Diabetologie und Stoffwechsel 2019; 14(S 01): S9-S10
DOI: 10.1055/s-0039-1688131
ePoster
Digitalisierung und neue Technologien
Georg Thieme Verlag KG Stuttgart · New York

Guideline adherence and improved treatment success rates for type-2-diabetes patients with a digital platform (PDMone)

S Brenner
1   UMIT – Private Universität für Gesundheitswissenschaften, Medizinische Informatik und Technik GmbH, Institut für Management und Ökonomie im Gesundheitswesen, Hall in Tirol, Austria
,
B Kulzer
2   Forschungsinstitut der Diabetes-Akademie Bad Mergentheim (FIDAM), Forschungsinstitut der Diabetes-Akademie Bad Mergentheim (FIDAM), Bad Mergentheim, Germany
,
R Daikeler
3   Internistische Gemeinschaftspraxis, Diabetologische Schwerpunktpraxis, Sinsheim, Germany
,
A Reichel
4   Universitätsklinikum 'Carl Gustav Carus' der Technischen Universität Dresden, Medizinische Klinik und Poliklinik III, Dresden, Germany
› Author Affiliations
Further Information

Publication History

Publication Date:
07 May 2019 (online)

 
 

    Background:

    Medical guidelines provide consented process guidance to increase patients' probability for favorable outcomes. Our analysis evaluates adherence to current treatment guidelines for type-2-diabetes and the association with treatment success.

    Methods:

    In this observational study, 108 type-2-diabetes patients (64 years, 11 years of diabetes duration, 9.1% HbA1c at study start) receiving initial or adjusted insulin therapy were included in the analysis. Diabetologists used a digital platform (PDMone, Roche Diabetes Care) with integrated patient information as basis for personalized diabetes care. Full glycemic guideline-adherence was attested when all four steps were completed: Definition of individual HbA1c target, HbA1c testing at study start, therapy adjustment if HbA1c is above the individual target, evaluation of treatment success.

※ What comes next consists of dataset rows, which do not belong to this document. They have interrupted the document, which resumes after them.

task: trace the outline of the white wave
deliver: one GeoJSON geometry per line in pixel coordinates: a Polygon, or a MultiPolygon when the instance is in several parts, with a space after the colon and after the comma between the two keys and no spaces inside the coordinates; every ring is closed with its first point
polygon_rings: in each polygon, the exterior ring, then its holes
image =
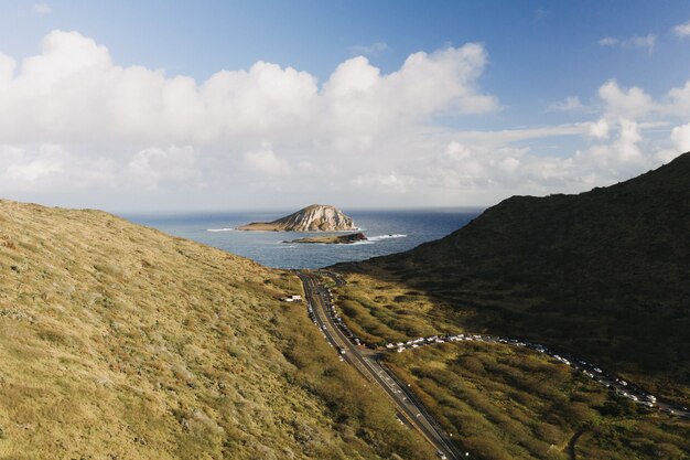
{"type": "Polygon", "coordinates": [[[362,240],[362,242],[348,243],[348,244],[345,244],[345,245],[336,245],[336,246],[356,246],[356,245],[373,245],[373,244],[374,244],[374,242],[369,242],[369,240],[365,239],[365,240],[362,240]]]}
{"type": "Polygon", "coordinates": [[[379,235],[379,236],[369,236],[368,239],[370,242],[378,242],[381,239],[390,239],[390,238],[407,238],[407,235],[403,235],[401,233],[395,233],[395,234],[390,234],[390,235],[379,235]]]}

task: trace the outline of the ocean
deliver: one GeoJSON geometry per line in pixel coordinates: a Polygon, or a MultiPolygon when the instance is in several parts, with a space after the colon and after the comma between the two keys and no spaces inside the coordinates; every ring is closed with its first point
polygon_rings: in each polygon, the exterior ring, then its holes
{"type": "Polygon", "coordinates": [[[401,253],[439,239],[467,224],[481,211],[356,211],[343,210],[368,240],[349,245],[289,244],[285,240],[325,233],[241,232],[234,228],[258,221],[273,221],[294,210],[180,214],[125,214],[125,218],[170,235],[193,239],[274,268],[321,268],[341,261],[401,253]]]}

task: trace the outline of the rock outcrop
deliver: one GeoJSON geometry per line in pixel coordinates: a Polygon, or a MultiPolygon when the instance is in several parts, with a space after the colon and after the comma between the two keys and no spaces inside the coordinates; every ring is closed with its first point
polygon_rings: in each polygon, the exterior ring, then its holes
{"type": "Polygon", "coordinates": [[[323,245],[351,245],[357,242],[366,242],[367,237],[364,233],[348,233],[346,235],[331,235],[331,236],[308,236],[305,238],[298,238],[291,242],[283,243],[312,243],[323,245]]]}
{"type": "Polygon", "coordinates": [[[272,232],[345,232],[357,229],[352,218],[335,206],[312,204],[273,222],[252,222],[241,231],[272,232]]]}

Treatment success was assumed if patients achieved HbA1c values ≤ their individual treatment target (6.5–8.0%).

    Results:

    84% of patients were treated fully adherent to guidelines. 53% of these patients achieved treatment success. Treatment success was higher for patients with HbA1C ≤8% at study start versus patients with baseline HbA1c > 8%Treatment success was higher for new patients versus patients with longer duration of Diabetologist treatment.

    Conclusion:

    The longitudinal approach allows measuring glycemic guideline-adherence over time. Patients treated fully guideline-adherent achieve good glycemic outcomes. Digital platforms like PDMone can facilitate adherence by integrating information, by providing feedback about treatment, and by visualizing how patients are progressing against targets.